I guess the problem is the blind assumption of competence?
I just think of AI as being a lot like my late friend Henry. Henry had several PHDs, was an accomplished polymath in a bunch of other subjects, and spoke more than 20 languages with reasonable fluency. He was for sure one of the smartest people I ever met.
He was also prone to drinking, and he when he was on a tear, you could barely tell except he would confidently say some of the most outrageous shit, or start speaking some other language without noticing. So you always took Henry with a grain of salt, and if it was important you’d double check. Even so, he was still an amazing resource to bounce things off of.
Think about it from an information theory standpoint:
A compiler takes at least the exact amount of information it needs to produce a result, and produces exactly that result every time (unless it's bad at its job or has a bug).
An LLM always takes far less information than would actually be needed to fully describe the desired output, and extrapolates from that. It fetches contexts and such to give itself a glut of assumedly relevant information, but the prompt always contains less information than necessary to produce the code it generates.
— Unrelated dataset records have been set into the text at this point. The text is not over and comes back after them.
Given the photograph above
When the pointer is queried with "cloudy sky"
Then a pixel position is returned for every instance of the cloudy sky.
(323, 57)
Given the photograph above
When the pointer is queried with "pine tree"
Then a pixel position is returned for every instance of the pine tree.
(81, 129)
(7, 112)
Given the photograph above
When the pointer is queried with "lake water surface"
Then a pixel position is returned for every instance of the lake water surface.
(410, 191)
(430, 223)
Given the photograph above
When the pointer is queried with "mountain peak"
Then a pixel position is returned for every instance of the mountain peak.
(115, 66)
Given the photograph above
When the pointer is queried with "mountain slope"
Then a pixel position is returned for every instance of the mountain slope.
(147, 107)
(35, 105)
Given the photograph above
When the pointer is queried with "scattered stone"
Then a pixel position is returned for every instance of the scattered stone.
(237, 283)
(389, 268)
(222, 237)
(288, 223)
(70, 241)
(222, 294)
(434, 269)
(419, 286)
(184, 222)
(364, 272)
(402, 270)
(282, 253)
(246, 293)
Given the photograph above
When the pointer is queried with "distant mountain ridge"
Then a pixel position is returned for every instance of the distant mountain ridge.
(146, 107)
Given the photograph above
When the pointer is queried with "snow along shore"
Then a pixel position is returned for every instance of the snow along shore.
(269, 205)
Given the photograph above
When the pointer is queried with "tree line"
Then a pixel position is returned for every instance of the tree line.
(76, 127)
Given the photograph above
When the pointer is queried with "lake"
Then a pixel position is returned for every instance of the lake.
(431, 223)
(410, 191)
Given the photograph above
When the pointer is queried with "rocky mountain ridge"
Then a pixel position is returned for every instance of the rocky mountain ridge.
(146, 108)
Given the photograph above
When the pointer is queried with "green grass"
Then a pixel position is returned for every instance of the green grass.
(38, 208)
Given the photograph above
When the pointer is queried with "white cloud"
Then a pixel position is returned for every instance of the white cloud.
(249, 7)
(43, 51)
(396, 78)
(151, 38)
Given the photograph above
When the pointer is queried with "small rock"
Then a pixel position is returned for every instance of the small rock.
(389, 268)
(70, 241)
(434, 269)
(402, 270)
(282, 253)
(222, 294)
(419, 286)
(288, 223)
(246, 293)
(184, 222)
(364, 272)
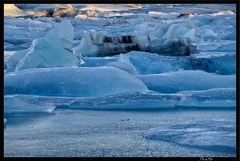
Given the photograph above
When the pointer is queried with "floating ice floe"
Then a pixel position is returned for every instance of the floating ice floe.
(97, 44)
(172, 47)
(123, 63)
(13, 11)
(218, 98)
(210, 98)
(214, 135)
(53, 50)
(172, 82)
(71, 81)
(14, 104)
(49, 10)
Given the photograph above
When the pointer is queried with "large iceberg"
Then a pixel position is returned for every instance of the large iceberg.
(12, 10)
(172, 82)
(71, 81)
(123, 63)
(13, 104)
(96, 44)
(210, 98)
(53, 50)
(172, 46)
(214, 135)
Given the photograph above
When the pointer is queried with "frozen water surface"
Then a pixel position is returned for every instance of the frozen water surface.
(153, 80)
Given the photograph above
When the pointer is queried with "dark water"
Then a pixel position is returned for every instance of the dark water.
(95, 133)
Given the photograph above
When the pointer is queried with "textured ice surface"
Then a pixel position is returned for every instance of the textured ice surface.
(70, 81)
(211, 98)
(54, 50)
(215, 135)
(218, 98)
(172, 46)
(13, 104)
(12, 10)
(97, 44)
(123, 63)
(172, 82)
(14, 59)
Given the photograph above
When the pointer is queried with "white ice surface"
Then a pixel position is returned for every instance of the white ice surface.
(123, 63)
(172, 82)
(12, 10)
(71, 81)
(54, 50)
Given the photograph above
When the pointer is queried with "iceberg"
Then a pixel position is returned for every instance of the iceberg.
(14, 59)
(172, 82)
(123, 63)
(172, 46)
(211, 98)
(13, 11)
(71, 81)
(14, 104)
(96, 44)
(214, 135)
(53, 50)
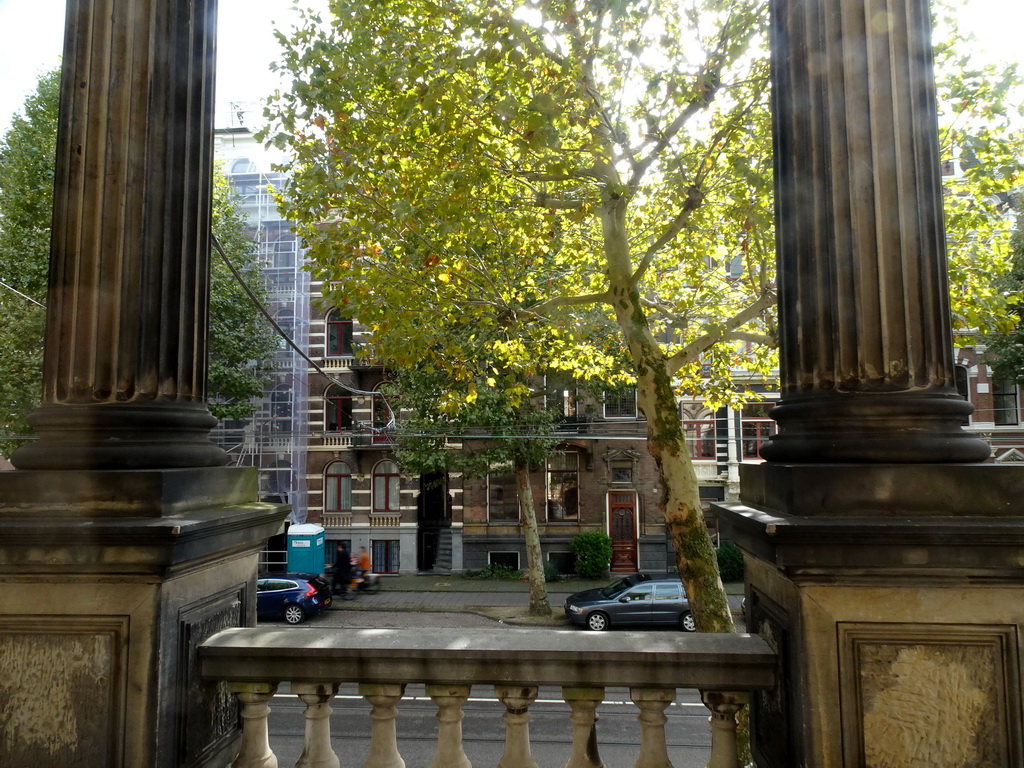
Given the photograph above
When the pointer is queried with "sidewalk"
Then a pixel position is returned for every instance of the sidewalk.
(457, 594)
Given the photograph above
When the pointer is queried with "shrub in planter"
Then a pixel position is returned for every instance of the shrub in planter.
(730, 562)
(593, 554)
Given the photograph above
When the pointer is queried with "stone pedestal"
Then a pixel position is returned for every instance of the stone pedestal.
(893, 597)
(109, 583)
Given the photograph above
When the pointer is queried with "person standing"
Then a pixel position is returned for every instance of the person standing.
(342, 571)
(364, 565)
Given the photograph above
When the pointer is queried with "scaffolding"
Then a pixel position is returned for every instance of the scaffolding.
(274, 438)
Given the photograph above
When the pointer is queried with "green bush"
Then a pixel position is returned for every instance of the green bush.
(593, 554)
(730, 562)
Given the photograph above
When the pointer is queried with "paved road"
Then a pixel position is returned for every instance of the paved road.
(443, 607)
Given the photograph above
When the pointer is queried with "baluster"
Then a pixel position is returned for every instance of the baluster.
(254, 752)
(723, 706)
(450, 699)
(517, 699)
(652, 702)
(316, 752)
(383, 736)
(584, 704)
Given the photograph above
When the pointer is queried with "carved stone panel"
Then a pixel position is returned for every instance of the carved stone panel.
(208, 714)
(930, 695)
(770, 709)
(61, 690)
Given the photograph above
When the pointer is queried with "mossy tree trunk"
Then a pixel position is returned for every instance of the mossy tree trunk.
(666, 439)
(539, 604)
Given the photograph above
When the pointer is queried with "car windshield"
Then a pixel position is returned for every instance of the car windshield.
(613, 589)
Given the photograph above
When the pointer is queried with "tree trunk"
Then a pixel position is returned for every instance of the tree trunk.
(539, 605)
(666, 439)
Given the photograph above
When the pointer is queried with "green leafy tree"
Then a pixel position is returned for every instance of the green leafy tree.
(981, 111)
(515, 433)
(583, 182)
(1006, 350)
(576, 179)
(240, 338)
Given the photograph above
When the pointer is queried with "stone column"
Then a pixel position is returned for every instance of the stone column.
(119, 519)
(865, 346)
(883, 562)
(125, 357)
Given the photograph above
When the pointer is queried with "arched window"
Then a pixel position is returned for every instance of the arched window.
(382, 409)
(563, 486)
(338, 416)
(281, 409)
(386, 487)
(337, 487)
(339, 336)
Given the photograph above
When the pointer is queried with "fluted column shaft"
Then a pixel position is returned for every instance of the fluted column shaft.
(125, 359)
(865, 344)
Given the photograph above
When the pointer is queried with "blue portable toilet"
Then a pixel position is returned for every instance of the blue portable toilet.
(305, 549)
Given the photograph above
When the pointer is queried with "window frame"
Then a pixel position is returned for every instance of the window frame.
(1005, 391)
(391, 492)
(621, 396)
(551, 473)
(343, 342)
(339, 480)
(340, 403)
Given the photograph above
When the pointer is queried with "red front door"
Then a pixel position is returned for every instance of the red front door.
(623, 529)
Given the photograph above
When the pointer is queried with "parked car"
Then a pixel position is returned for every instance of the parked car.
(639, 600)
(293, 597)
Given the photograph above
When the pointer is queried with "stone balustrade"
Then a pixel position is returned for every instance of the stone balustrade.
(515, 662)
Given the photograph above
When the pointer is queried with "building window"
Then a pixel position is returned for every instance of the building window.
(503, 499)
(382, 410)
(563, 486)
(506, 559)
(621, 403)
(281, 409)
(338, 487)
(331, 553)
(386, 480)
(700, 437)
(622, 472)
(756, 428)
(385, 555)
(339, 336)
(338, 416)
(1005, 401)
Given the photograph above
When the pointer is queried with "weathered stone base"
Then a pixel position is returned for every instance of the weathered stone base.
(101, 614)
(898, 636)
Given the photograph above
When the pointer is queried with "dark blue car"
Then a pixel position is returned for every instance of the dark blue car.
(638, 600)
(293, 597)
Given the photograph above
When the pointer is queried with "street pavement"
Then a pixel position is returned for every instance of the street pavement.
(427, 602)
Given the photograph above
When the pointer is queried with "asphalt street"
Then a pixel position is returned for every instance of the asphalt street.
(437, 605)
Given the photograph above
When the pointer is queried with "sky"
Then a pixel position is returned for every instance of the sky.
(32, 31)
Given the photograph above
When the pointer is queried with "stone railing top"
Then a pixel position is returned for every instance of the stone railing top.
(508, 655)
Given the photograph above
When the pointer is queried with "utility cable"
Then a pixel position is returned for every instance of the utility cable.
(288, 339)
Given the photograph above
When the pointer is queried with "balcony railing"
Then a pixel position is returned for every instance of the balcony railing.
(516, 662)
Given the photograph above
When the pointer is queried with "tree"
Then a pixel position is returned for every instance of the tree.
(981, 110)
(515, 432)
(240, 338)
(562, 174)
(590, 176)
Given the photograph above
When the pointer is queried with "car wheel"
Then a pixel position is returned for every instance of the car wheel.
(294, 613)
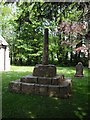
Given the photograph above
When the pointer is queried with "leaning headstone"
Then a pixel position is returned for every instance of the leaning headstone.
(79, 70)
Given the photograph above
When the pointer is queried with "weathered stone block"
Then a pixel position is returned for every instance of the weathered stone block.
(37, 89)
(15, 86)
(44, 70)
(28, 88)
(29, 79)
(44, 80)
(43, 89)
(53, 90)
(65, 89)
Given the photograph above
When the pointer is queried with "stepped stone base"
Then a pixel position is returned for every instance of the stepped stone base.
(51, 86)
(44, 70)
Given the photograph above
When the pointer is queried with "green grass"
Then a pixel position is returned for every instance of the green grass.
(34, 106)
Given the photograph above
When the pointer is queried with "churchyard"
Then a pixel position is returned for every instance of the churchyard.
(16, 105)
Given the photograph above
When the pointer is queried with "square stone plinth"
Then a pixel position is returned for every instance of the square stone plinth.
(44, 80)
(56, 79)
(28, 88)
(53, 90)
(44, 70)
(15, 86)
(43, 89)
(29, 79)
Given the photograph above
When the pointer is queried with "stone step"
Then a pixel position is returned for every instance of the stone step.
(56, 80)
(63, 90)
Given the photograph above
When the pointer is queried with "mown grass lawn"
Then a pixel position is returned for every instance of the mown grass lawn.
(34, 106)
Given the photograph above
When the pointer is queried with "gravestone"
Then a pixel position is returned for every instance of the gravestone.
(44, 79)
(79, 70)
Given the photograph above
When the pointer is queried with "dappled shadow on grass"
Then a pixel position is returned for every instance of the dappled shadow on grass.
(36, 106)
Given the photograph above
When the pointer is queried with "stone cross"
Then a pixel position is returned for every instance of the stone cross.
(45, 48)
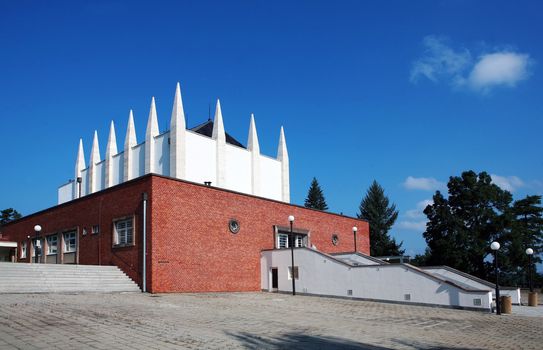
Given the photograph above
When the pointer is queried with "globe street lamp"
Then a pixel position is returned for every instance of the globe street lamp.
(354, 233)
(530, 252)
(37, 229)
(495, 246)
(292, 240)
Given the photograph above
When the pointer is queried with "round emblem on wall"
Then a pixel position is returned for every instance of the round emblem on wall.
(233, 225)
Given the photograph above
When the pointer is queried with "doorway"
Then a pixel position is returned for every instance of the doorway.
(275, 279)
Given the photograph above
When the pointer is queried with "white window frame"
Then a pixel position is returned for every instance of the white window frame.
(283, 240)
(69, 238)
(123, 232)
(23, 249)
(50, 244)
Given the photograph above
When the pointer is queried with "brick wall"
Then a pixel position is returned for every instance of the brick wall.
(100, 209)
(190, 246)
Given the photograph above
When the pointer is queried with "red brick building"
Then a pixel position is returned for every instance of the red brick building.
(199, 238)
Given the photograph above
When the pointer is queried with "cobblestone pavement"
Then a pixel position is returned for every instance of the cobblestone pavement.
(249, 320)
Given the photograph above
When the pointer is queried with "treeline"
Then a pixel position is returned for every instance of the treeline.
(460, 227)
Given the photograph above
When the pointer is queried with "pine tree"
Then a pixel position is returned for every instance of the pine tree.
(461, 227)
(315, 197)
(376, 209)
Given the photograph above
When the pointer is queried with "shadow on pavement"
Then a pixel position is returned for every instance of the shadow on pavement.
(297, 340)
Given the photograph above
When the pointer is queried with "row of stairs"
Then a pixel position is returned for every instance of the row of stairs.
(53, 278)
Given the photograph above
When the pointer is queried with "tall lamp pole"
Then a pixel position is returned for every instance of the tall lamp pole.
(529, 252)
(37, 229)
(495, 246)
(292, 241)
(354, 233)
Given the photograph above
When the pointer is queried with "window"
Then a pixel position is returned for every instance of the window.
(296, 276)
(69, 242)
(23, 250)
(283, 241)
(52, 244)
(124, 232)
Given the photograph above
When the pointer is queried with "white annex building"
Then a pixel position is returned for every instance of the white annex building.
(204, 154)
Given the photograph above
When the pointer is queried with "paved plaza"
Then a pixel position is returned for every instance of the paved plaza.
(249, 320)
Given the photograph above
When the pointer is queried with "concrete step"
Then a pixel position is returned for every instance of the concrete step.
(51, 278)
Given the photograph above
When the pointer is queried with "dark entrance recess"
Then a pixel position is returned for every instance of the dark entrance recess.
(275, 279)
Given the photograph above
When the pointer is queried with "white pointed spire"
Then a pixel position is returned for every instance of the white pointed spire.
(254, 148)
(218, 125)
(282, 156)
(177, 137)
(220, 138)
(282, 152)
(252, 140)
(95, 150)
(111, 150)
(80, 161)
(150, 133)
(94, 159)
(130, 139)
(129, 142)
(152, 121)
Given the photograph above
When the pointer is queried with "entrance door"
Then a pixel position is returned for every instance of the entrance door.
(275, 279)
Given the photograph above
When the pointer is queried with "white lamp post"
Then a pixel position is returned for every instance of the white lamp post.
(530, 252)
(495, 246)
(292, 240)
(355, 229)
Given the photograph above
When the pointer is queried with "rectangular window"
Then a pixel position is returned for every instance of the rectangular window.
(36, 245)
(124, 232)
(52, 244)
(296, 276)
(283, 241)
(69, 242)
(23, 250)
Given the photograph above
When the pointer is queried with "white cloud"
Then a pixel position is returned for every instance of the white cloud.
(440, 62)
(508, 183)
(422, 183)
(413, 225)
(501, 68)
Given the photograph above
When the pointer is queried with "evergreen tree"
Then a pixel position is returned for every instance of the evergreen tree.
(376, 209)
(461, 227)
(525, 232)
(315, 197)
(8, 215)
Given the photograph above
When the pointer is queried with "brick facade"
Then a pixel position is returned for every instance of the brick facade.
(189, 245)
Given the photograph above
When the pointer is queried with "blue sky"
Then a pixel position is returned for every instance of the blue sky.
(407, 93)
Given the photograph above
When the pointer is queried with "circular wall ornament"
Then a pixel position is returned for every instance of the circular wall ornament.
(233, 225)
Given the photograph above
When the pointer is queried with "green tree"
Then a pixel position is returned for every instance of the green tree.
(8, 215)
(376, 209)
(525, 232)
(461, 227)
(315, 197)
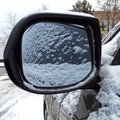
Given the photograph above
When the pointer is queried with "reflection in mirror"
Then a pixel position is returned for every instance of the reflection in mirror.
(55, 54)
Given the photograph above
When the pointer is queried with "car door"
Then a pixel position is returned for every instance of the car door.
(77, 105)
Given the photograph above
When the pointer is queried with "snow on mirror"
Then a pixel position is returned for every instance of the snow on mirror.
(55, 54)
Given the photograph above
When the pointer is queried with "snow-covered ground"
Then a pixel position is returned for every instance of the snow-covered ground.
(109, 94)
(16, 104)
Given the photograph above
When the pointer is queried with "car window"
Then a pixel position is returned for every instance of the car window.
(111, 34)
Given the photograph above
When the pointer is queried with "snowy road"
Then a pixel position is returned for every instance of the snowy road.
(16, 104)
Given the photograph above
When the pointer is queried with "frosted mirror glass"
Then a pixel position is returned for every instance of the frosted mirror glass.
(55, 54)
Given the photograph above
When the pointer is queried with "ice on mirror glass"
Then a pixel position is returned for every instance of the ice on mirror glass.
(55, 54)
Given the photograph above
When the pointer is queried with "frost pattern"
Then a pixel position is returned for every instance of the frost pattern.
(55, 54)
(55, 75)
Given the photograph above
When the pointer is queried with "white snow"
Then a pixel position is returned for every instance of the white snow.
(16, 104)
(109, 93)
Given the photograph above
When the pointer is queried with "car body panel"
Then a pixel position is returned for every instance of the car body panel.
(87, 102)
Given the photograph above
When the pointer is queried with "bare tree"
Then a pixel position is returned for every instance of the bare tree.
(111, 8)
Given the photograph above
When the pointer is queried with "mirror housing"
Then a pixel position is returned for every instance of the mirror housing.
(13, 56)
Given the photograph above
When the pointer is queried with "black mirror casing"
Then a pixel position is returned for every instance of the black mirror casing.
(13, 59)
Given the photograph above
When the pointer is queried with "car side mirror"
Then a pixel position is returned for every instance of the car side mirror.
(54, 52)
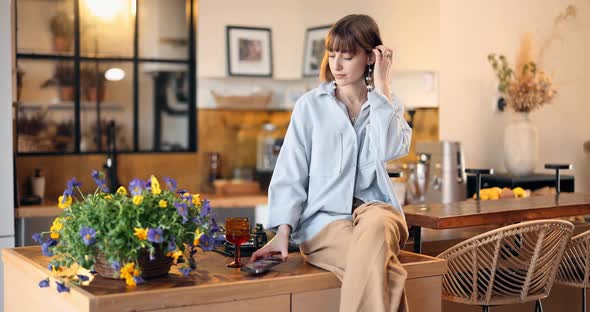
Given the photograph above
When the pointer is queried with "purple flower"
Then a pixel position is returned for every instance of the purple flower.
(188, 197)
(37, 238)
(155, 235)
(61, 287)
(170, 184)
(206, 242)
(83, 278)
(206, 209)
(44, 283)
(99, 180)
(171, 245)
(213, 226)
(88, 235)
(69, 191)
(138, 280)
(135, 187)
(116, 266)
(182, 210)
(185, 271)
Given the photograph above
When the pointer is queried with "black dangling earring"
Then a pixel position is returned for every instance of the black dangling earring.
(369, 79)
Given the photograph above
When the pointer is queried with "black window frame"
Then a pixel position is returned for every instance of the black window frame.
(77, 58)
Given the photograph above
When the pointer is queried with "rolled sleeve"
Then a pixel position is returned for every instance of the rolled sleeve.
(289, 184)
(389, 130)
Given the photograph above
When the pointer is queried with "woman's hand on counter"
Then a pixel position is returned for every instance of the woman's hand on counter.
(278, 245)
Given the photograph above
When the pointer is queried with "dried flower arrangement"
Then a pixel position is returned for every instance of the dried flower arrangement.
(527, 87)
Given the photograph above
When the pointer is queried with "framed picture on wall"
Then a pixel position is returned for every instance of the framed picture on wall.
(314, 50)
(249, 51)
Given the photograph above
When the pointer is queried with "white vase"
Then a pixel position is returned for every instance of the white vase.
(520, 145)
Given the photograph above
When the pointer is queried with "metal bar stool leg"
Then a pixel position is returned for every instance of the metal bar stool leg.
(538, 306)
(583, 299)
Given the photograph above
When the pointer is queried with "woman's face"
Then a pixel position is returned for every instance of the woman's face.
(346, 67)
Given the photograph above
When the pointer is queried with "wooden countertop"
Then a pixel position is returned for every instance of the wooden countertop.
(489, 212)
(211, 282)
(51, 210)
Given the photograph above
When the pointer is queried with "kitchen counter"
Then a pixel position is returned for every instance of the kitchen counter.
(292, 286)
(51, 209)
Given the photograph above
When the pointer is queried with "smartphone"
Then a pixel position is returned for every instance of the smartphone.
(261, 265)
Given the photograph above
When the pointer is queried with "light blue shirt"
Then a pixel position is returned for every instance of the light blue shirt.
(325, 161)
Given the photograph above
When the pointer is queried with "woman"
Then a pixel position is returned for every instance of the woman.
(330, 191)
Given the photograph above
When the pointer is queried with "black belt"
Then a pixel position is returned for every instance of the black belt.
(356, 202)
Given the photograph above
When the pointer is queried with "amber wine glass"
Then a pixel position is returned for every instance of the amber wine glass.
(237, 232)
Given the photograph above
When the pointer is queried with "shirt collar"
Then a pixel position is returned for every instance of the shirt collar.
(326, 88)
(329, 88)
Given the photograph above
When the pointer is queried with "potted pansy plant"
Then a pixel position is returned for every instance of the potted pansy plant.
(134, 233)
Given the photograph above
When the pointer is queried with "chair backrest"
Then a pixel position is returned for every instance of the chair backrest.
(574, 269)
(512, 264)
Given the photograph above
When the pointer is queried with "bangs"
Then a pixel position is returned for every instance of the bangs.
(341, 41)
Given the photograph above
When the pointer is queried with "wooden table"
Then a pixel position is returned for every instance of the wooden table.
(291, 286)
(493, 212)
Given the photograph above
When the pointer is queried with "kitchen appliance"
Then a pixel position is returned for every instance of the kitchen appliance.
(441, 175)
(269, 142)
(7, 91)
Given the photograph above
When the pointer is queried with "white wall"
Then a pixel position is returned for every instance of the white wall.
(410, 27)
(469, 30)
(6, 166)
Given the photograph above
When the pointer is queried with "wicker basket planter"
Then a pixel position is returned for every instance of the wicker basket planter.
(157, 267)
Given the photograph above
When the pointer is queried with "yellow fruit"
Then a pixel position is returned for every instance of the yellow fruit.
(519, 192)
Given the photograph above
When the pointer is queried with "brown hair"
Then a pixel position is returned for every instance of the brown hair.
(350, 33)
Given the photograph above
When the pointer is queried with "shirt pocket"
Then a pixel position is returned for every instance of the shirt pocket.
(326, 155)
(366, 157)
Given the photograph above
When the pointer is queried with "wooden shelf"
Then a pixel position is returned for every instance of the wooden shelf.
(68, 106)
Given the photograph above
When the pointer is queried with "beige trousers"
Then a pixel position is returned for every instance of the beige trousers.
(363, 255)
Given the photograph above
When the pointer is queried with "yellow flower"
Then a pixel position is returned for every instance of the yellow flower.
(121, 190)
(174, 255)
(130, 281)
(519, 192)
(66, 204)
(127, 270)
(137, 199)
(155, 186)
(198, 235)
(196, 199)
(140, 233)
(56, 226)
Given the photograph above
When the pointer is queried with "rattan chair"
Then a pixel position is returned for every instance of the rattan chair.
(512, 264)
(574, 269)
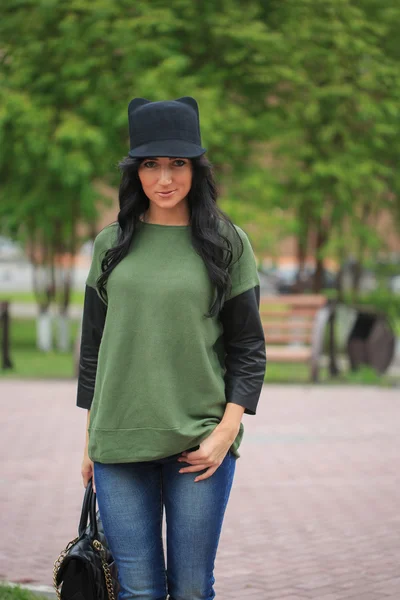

If it did fully contain enough information, then you've just written a far more verbose version of the program in human language.
No one said that
If you meant they’re now better at mimicking compilers, sure, but they’re only mimicks.
We do not have "perfect" probabilistic transformation, and we probably never will (in part because it's hard to know what exactly that even means), but the gap between the two is shrinking every day.
Ergo:
> they're becoming (effectively) more and more similar every day.